Por muito tempo, os estudantes do ensino médio tiveram contato somente com obras literárias clássicas, com temáticas que, supostamente, se tornam mais obsoletas e menos relacionáveis a cada vez que são ensinadas, resultando, muitas vezes, em uma falta de interesse pela leitura. No entanto, a literatura é uma fonte significativa de mudanças na perspectiva e no processo de aprendizagem dos alunos.

Por meio da inclusão de romances mais recentes no currículo escolar, os jovens poderão se sentir mais engajados e com vontade de ler. Os livros contemporâneos podem abordar temas como emancipação feminina, racismo, xenofobia, diferentes etnias, gêneros e orientações, além de questões ambientais e culturais, que auxiliam a abrir a mente dos alunos para diferentes panoramas, pois cada livro lido afeta a realidade de alguma forma.

Com base nessa premissa, convidamos o escritor e professor de Geografia do Sistema Gabarito, Rafael Nolli, para uma entrevista sobre a relação dos jovens com a literatura contemporânea. Nolli é autor de oito livros, entre eles Isca (poesia), Sr. Bigodes era o seu nome e Achados & perdidos – vencedor juvenil do III Prêmio Cepe Nacional de Literatura Infantil e Infantojuvenil (2021).

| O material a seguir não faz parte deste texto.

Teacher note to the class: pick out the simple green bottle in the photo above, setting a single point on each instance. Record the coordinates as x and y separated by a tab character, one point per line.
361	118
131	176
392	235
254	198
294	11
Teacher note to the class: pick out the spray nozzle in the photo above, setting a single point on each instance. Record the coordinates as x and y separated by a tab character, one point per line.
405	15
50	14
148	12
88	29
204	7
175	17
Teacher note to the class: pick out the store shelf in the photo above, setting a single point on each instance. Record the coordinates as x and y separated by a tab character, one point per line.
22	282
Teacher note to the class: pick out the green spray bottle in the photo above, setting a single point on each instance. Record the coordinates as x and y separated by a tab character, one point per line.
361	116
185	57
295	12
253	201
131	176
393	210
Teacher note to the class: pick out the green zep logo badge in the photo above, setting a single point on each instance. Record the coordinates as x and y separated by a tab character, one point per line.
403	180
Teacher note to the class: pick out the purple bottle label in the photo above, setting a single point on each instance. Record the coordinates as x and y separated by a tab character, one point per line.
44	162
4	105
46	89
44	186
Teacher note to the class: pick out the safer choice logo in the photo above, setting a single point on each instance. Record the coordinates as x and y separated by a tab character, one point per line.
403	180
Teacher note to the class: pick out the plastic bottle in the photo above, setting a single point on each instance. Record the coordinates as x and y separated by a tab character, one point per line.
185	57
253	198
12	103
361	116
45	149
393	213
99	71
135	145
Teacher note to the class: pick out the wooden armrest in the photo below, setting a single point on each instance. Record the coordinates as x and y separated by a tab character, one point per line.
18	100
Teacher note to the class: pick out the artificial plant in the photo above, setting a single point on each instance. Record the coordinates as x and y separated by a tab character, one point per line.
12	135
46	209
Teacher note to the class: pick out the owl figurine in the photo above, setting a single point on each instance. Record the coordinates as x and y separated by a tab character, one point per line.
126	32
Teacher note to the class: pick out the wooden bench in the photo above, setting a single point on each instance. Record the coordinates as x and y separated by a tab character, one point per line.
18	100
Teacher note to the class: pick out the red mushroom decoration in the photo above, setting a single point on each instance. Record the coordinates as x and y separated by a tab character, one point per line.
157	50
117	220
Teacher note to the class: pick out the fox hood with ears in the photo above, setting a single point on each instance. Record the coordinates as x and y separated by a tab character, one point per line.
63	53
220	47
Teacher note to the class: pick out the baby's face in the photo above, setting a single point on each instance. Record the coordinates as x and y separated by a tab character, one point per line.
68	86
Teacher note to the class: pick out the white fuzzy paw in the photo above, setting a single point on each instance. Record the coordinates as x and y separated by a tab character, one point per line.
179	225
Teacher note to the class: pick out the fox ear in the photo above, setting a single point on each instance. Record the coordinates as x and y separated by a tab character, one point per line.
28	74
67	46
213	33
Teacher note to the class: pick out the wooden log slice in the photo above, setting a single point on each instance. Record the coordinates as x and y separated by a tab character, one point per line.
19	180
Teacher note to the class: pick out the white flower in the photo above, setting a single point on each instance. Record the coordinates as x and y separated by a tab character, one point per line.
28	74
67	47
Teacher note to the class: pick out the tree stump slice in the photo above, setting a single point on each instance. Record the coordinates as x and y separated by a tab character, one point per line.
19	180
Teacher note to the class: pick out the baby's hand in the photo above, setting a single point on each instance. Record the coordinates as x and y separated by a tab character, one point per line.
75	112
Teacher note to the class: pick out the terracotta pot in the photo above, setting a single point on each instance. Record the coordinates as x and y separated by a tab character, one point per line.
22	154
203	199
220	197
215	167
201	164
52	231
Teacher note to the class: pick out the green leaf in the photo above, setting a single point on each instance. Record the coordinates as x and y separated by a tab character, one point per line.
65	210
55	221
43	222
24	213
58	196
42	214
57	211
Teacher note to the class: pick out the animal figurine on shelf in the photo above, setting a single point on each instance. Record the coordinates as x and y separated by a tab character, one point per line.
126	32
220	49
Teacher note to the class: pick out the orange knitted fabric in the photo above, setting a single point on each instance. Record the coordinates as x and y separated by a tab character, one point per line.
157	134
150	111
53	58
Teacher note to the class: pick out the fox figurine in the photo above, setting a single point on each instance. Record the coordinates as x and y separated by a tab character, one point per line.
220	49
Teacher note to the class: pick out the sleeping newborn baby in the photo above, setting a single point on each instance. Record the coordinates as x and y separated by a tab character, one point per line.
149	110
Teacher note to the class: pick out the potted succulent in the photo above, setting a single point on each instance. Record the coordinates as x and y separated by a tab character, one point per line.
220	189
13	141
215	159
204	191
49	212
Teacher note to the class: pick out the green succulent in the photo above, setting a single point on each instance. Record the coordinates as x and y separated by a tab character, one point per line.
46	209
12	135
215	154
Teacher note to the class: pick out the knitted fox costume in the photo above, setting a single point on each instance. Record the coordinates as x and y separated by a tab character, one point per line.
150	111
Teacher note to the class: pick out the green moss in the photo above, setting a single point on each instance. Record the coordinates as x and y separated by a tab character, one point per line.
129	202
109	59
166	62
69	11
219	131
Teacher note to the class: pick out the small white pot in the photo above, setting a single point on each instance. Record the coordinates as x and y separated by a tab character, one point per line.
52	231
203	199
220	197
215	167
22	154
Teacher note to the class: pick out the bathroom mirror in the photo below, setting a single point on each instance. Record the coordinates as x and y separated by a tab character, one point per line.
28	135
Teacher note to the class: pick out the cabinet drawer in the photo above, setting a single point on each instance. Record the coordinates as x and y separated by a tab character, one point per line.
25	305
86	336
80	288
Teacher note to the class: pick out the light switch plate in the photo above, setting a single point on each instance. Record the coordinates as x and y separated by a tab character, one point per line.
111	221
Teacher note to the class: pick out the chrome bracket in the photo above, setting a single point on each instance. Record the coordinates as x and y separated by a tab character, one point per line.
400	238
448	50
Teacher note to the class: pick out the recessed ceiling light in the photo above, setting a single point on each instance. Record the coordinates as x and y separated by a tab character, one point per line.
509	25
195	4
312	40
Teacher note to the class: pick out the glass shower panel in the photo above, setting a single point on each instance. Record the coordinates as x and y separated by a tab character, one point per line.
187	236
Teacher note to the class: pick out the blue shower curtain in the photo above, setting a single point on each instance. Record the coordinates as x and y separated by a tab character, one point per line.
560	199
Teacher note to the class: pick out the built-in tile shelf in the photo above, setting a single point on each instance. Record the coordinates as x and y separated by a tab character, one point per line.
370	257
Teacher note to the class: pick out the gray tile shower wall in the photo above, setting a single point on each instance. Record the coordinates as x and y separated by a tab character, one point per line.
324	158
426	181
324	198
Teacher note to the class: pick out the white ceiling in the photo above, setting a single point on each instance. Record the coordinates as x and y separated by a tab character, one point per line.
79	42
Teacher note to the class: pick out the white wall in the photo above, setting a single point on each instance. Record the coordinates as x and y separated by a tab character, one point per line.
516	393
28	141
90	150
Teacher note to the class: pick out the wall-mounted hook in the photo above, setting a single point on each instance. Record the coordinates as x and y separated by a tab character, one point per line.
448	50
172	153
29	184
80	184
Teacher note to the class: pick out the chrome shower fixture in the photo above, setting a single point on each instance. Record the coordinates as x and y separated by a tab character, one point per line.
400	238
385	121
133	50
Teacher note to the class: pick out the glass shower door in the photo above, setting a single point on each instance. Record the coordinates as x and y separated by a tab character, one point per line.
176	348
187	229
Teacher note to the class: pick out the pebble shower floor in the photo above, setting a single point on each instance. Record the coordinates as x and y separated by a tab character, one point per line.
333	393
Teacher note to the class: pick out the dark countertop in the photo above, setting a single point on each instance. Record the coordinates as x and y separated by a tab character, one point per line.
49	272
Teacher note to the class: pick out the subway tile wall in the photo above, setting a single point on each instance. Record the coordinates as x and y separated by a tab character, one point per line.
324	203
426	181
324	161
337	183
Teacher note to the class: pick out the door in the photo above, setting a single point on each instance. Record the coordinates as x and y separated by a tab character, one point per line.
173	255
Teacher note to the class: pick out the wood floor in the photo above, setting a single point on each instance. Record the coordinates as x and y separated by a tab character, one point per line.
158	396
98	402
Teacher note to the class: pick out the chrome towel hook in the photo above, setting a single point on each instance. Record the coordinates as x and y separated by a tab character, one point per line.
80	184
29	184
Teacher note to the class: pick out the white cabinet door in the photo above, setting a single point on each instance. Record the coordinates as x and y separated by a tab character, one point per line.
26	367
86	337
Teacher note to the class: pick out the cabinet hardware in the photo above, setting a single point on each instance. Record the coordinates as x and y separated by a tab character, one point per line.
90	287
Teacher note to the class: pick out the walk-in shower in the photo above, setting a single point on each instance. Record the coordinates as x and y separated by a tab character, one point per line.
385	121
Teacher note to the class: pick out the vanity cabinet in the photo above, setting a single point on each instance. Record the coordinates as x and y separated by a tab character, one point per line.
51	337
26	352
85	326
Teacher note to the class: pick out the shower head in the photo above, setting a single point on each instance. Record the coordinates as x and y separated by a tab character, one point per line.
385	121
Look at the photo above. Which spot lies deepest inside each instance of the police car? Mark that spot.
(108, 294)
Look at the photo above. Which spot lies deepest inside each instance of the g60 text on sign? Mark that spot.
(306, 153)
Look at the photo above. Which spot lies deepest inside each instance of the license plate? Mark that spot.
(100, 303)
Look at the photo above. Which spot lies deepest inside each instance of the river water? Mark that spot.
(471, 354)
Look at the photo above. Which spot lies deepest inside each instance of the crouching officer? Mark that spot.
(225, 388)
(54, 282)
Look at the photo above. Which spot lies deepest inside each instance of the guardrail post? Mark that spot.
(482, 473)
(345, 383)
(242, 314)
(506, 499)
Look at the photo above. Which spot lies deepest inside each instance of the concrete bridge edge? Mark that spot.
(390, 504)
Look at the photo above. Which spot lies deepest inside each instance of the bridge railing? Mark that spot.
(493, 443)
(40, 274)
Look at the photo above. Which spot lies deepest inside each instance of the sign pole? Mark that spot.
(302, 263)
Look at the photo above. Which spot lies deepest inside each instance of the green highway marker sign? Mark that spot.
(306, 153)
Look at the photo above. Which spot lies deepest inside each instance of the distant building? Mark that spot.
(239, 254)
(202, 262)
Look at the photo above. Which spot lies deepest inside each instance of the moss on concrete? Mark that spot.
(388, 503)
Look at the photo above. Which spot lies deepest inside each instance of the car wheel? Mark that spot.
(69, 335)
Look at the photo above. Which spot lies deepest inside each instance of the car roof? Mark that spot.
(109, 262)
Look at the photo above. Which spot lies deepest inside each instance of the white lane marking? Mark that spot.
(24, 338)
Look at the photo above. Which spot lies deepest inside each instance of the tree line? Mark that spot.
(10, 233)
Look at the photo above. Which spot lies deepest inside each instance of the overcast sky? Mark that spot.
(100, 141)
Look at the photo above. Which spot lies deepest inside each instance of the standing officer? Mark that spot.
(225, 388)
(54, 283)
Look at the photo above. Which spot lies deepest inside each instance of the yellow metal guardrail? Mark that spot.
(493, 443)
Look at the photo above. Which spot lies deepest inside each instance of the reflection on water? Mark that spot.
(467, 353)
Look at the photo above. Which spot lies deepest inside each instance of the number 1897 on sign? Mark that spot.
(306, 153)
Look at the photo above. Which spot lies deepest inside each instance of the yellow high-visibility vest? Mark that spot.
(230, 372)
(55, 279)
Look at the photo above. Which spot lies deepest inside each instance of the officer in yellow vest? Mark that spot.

Gabarito – Como a literatura contemporânea contribui para uma melhor percepção da realidade pelos jovens?
Nolli – A literatura em si é um veículo que conduz o leitor à reflexão, favorecendo o acesso a novas experiências, que esse leitor talvez jamais teria em sua vida real. Esse mundo que se descortina, quando se abre um livro, possibilita a formação do indivíduo, ao colocá-lo diante de dilemas, alguns muito complexos, distantes de sua vivência; outros, muito próximos de sua realidade.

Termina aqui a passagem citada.